I have a dataset with fiscal year, customer ID, customer type, entrance dates, and release dates, and I'm trying to create a dataframe with daily summary info of counts of active customers for each customer type. The reason I'm working this is as an intermediary step prior to doing some time series analysis to predict future states.
#### SETUP ----
library(tidyverse)
#### Minimum Working Example DF ----
set.seed(789456)
mwe_2020 <-
# Create initial table with year, ID, customer type, and entrance date
tibble(
fy_year = rep(2020, 4000),
cus_id = sample(10:100000, 4000, replace = FALSE),
cus_gr = sample(0:12, 4000, replace = TRUE),
entrance_date = as_date("2019-07-01")
)
mwe_release <-
# Create a dataframe of dates between the entrance date and the end of the FY
tibble(
release_date = seq.Date(as_date("2019-07-01"), as_date("2020-06-30"), "day")
) %>%
mutate(
release_day = weekdays(release_date)
) %>%
filter(
# Remove weekends as no releases are processed on the weekend
!grepl("Sat|Sun", release_day)
)
mwe_release_sample <- mwe_2020 %>%
# Take a sample of 1000 records to apply a random release date to
slice_sample(n = 1000) %>%
mutate(
release_date = sample(mwe_release$release_date, 1000, replace = TRUE)
) %>%
select(
cus_id,
release_date
)
mwe_2020 <- mwe_2020 %>%
# Join the two dfs to get the final MWE data
left_join(mwe_release_sample, by = "cus_id")
mwe_2021 <-
# Create initial table with year, ID, customer type, and entrance date
tibble(
fy_year = rep(2021, 4000),
cus_id = sample(10:100000, 4000, replace = FALSE),
cus_gr = sample(0:12, 4000, replace = TRUE),
entrance_date = as_date("2020-07-01")
)
mwe_release <-
# Create a dataframe of dates between the entrance date and the end of the FY
tibble(
release_date = seq.Date(as_date("2020-07-01"), as_date("2021-06-30"), "day")
) %>%
mutate(
release_day = weekdays(release_date)
) %>%
filter(
# Remove weekends as no releases are processed on the weekend
!grepl("Sat|Sun", release_day)
)
mwe_release_sample <- mwe_2021 %>%
# Take a sample of 1000 records to apply a random release date to
slice_sample(n = 1000) %>%
mutate(
release_date = sample(mwe_release$release_date, 1000, replace = TRUE)
) %>%
select(
cus_id,
release_date
)
mwe_2021 <- mwe_2021 %>%
# Join the two dfs to get the final MWE data
left_join(mwe_release_sample, by = "cus_id")

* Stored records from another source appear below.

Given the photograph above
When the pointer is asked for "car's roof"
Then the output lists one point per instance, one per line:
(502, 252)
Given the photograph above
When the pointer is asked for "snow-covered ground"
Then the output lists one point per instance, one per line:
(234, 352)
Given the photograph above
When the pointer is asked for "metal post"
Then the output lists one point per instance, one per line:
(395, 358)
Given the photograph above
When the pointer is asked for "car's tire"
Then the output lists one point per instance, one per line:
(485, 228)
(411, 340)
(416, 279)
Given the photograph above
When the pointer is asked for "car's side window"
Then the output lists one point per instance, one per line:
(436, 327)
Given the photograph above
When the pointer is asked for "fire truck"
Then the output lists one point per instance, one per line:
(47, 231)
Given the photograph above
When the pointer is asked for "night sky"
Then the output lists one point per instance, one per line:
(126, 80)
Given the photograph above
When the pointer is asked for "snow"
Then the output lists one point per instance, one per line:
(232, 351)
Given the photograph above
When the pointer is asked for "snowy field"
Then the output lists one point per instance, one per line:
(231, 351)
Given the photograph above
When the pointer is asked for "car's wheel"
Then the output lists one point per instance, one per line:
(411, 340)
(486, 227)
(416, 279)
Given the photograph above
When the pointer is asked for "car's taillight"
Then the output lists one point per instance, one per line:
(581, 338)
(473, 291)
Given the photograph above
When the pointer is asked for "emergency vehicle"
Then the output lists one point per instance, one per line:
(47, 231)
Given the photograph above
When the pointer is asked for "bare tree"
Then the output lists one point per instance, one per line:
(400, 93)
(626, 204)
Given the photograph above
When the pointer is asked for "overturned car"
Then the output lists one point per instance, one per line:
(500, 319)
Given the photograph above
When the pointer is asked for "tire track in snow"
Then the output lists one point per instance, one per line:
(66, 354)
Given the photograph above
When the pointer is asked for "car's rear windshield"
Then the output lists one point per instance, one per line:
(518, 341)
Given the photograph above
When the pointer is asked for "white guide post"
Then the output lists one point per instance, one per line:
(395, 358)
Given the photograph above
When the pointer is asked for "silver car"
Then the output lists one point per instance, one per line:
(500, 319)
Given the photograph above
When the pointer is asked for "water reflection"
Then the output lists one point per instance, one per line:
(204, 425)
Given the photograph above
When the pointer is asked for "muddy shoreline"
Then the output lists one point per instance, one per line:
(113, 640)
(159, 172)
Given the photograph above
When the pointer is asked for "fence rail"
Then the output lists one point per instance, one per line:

rm(mwe_release, mwe_release_sample)
mwe <- bind_rows(mwe_2020, mwe_2021)
rm(mwe_2020, mwe_2021)
So, you can see with the above data, we have a total of 8,000 rows spanning two fiscal years. The actual data is something like 500,000 rows spanning five fiscal years.

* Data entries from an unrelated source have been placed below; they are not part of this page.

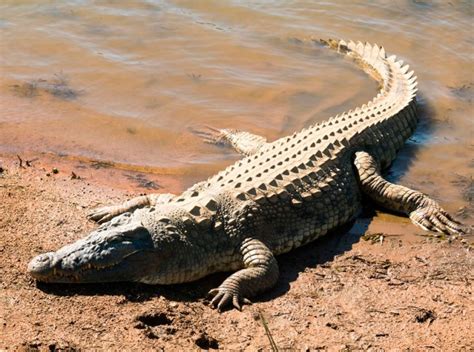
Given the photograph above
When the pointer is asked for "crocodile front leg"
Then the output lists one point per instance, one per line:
(243, 142)
(104, 214)
(260, 273)
(422, 210)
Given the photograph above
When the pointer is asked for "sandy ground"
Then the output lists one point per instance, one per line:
(390, 289)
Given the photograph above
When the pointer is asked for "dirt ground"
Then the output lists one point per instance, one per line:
(379, 286)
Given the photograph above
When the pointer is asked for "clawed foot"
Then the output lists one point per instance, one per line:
(223, 298)
(103, 214)
(434, 218)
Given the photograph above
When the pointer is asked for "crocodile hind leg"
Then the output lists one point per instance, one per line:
(259, 274)
(104, 214)
(243, 142)
(422, 210)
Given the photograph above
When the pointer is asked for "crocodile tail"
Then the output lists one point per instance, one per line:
(396, 81)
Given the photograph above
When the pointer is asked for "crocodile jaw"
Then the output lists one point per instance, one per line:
(103, 256)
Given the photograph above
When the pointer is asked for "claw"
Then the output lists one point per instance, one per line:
(223, 299)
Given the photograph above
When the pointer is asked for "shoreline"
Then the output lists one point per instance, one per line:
(376, 286)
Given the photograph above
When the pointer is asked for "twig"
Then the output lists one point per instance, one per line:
(21, 161)
(267, 332)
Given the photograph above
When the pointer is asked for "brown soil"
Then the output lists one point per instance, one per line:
(390, 290)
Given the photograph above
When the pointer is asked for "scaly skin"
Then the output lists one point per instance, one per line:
(282, 195)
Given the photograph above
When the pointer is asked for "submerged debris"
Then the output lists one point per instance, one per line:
(58, 86)
(377, 237)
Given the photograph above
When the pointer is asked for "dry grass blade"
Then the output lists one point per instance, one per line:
(268, 333)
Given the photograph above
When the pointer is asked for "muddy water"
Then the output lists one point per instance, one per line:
(129, 82)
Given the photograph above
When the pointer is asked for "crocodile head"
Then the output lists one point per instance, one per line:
(121, 253)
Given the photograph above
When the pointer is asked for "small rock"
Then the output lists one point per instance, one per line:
(425, 315)
(206, 342)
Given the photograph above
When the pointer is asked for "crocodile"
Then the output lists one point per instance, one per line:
(281, 195)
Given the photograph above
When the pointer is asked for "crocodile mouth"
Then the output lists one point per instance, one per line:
(48, 268)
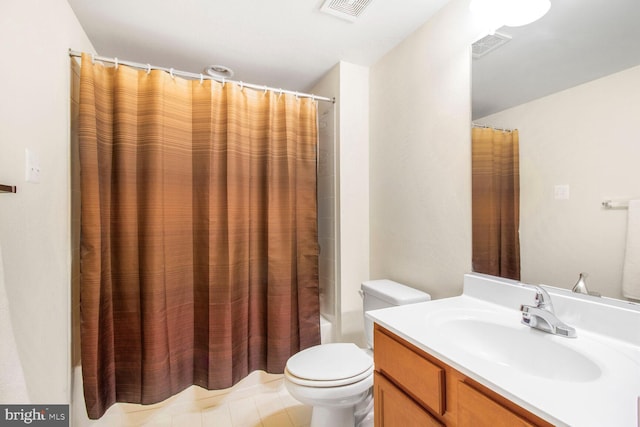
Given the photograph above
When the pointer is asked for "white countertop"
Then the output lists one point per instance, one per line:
(591, 380)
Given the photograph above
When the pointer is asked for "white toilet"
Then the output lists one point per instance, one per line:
(337, 379)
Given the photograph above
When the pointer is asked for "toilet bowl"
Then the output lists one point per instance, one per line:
(337, 378)
(334, 379)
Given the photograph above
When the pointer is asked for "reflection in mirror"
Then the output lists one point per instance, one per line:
(570, 83)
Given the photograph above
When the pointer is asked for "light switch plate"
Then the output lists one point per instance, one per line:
(32, 167)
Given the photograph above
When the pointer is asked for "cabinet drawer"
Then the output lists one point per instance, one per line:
(420, 378)
(475, 409)
(394, 408)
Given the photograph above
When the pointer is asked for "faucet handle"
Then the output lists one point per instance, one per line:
(543, 300)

I was able to get what I'm looking for to work for a single fiscal year with the following:
#### Output ----
mwe_final <-
tibble(
cus_gr = "",
key_date = "",
n_cus = ""
) %>%
mutate(
cus_gr = as.integer(cus_gr),
key_date = as_date(key_date),
n_cus = as.integer(n_cus)
)
for (i in seq.Date(as_date("2019-07-01"), as_date("2020-06-30"), "day")) {
mwe_active <- mwe %>%
filter(
fy_year == 2020,
is.na(release_date) | release_date >= as_date(i)
) %>%
mutate(key_date = as_date(i)) %>%
group_by(cus_gr, key_date) %>%
summarise(n_cus = n(), .groups = "drop")
mwe_final <- mwe_final %>%
bind_rows(mwe_active)
}
This gave me the expected output of one row per cus_gr
per day in the selected fiscal year:
> head(mwe_final)
# A tibble: 6 × 3
cus_gr key_date n_cus
<int> <date> <int>
1 NA NA NA
2 0 2019-09-03 303
3 1 2019-09-03 292
4 2 2019-09-03 295
5 3 2019-09-03 317
6 4 2019-09-03 291
> tail(mwe_final)
# A tibble: 6 × 3
cus_gr key_date n_cus
<int> <date> <int>
1 7 2020-06-30 244
2 8 2020-06-30 227
3 9 2020-06-30 225
4 10 2020-06-30 233
5 11 2020-06-30 235
6 12 2020-06-30 215
I'm not sure how to loop over each day in each fiscal year. My expected output should look like the above, but instead of dates 2019-07-01
through 2020-06-30
, I need the script to run to present day over each fiscal year in the dataset. I'm trying to make this script as hands-off as possible so it can be run anytime with loading in the new data and looping from the beginning of the dataset and earliest fiscal year through the end of the dataset to whatever the current day is or the end of the most recent fiscal year.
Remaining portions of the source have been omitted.